Березовский — совсем другое. Это ловкий карьерист. Но хватит ли у него смелости?

Долгий разговор начался с намеков, полунамеков, а потом стал откровенным.

П о л у н а м е к. Понимаете, мой милый, положение у нас пресложное. О, если бы прямой опасностью были только немцы! Ведь у нас могучие союзники, которые все сильнее и сильнее нажимают на них с запада. Пожалуйста, курите.

Березовский сидел как будто бы непроницаемый, глаз не отводил, но что-то неуловимое промелькнуло у него на лице.

Н а м е к. Кого же нам больше опасаться — Вильгельма или этих? Легко ли вам управлять заводом?

— С каждым днем труднее. — Березовский смотрит в упор на Корре, в его черных глазах, которые устьевские дамы называют то цыганскими, то разбойничьими, жгучее ожидание.

О т к р о в е н н о с т ь. Ваша карьера, уважаемый, необычайна и, надо сказать, как-то неожиданна. Но вы нам можете сослужить полезнейшую службу, незабываемую.

Надо было немедленно решить. Он, Березовский, навсегда станет для этих людей своим человеком, если пойдет с ними. Он сохранит за собой видное место, он может подняться еще выше. Но как трудно решиться. Кто кого одолеет? Армия наступать уже не будет. В Устьеве лучше, чем в столице, видно, что большевики не разбиты. Рабочие теперь идут только за ними. Что же будет дальше? Что выбрать? Может быть, разразится вторая схватка, и большевиков сомнут. Да, это может случиться.

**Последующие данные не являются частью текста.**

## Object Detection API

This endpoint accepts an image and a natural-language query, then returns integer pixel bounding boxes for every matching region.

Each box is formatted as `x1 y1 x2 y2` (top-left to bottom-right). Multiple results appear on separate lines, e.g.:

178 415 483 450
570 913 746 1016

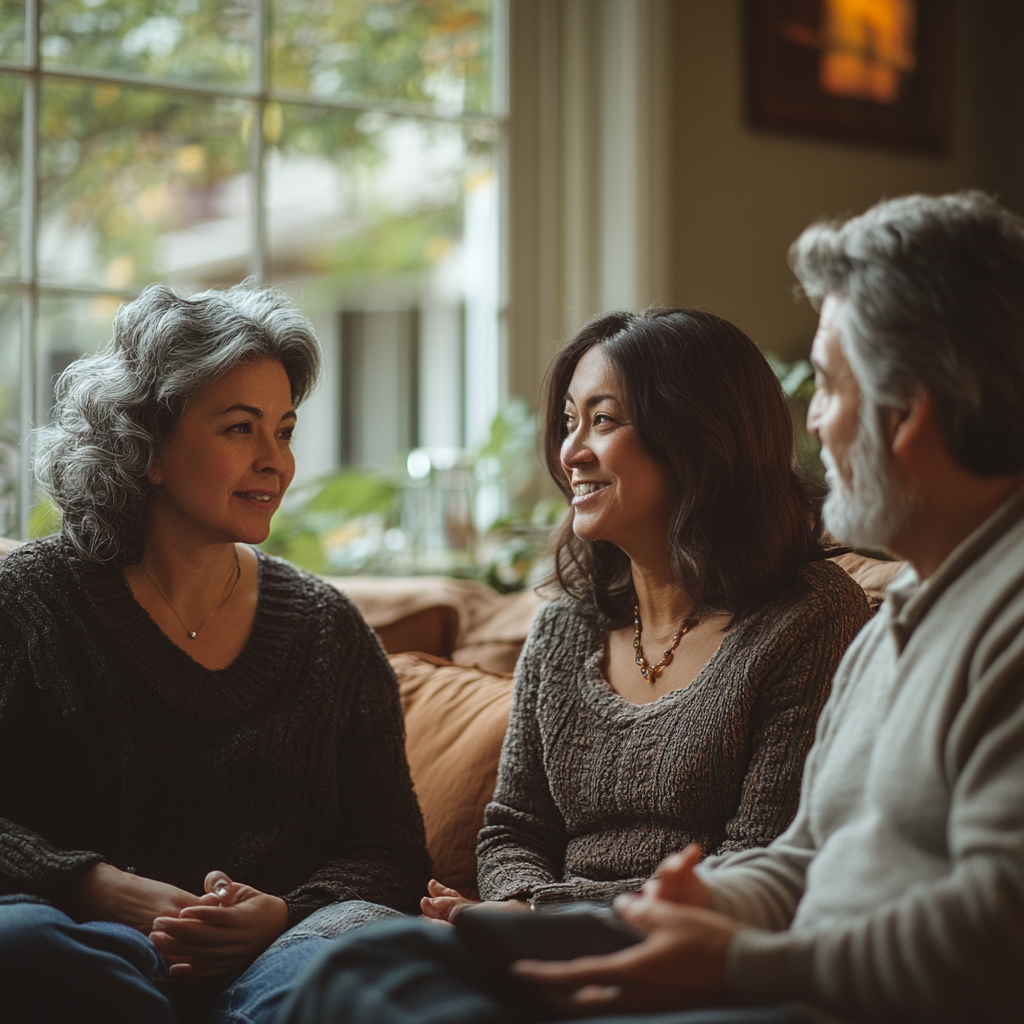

Из кабинета Корре Березовский вышел своим человеком. Корре открыл ему правду, но не всю. Березовский не узнал о том, кто разработал коварный план, не узнал о совещаниях банкиров, политиков, промышленников.

Он получил приказ от министерства. Он знал, что целиком выполнить его почти невозможно. Об этом приказе он сперва ничего не сообщил заводскому комитету. Березовский часто появлялся в цехах, смотрел, записывал. И многие инженеры записывали. А потом рабочие из гильзовой мастерской были переведены в другие цеха. В завод вошли платформы, груженные досками. На канале появилась баржа с буксиром. На баржу погрузили громоздкие ящики.

Потом каждый день на каналах стояли баржи и буксиры. В гильзовой под электрические краны были подведены леса. Краны снимали.

Новость грянула как гром. В поселке передавали один другому: «Гильзовую увозят!» — и люди сбегались к цеху. В воздухе висела густая горькая пыль. Разворачивали кирпичный настил, чтобы сдвинуть с места вросшие в землю станки. От корпуса к каналу стояли один за другим тяжеленные ящики. Их подталкивали на катках. Лебедка, поворачиваясь назад, словно присматривалась к станкам, обитым досками, и выбирала. Она накладывала на ящик петлю из троса и, подняв ящик в воздух, опускала его в трюм баржи и снова оборачивалась назад.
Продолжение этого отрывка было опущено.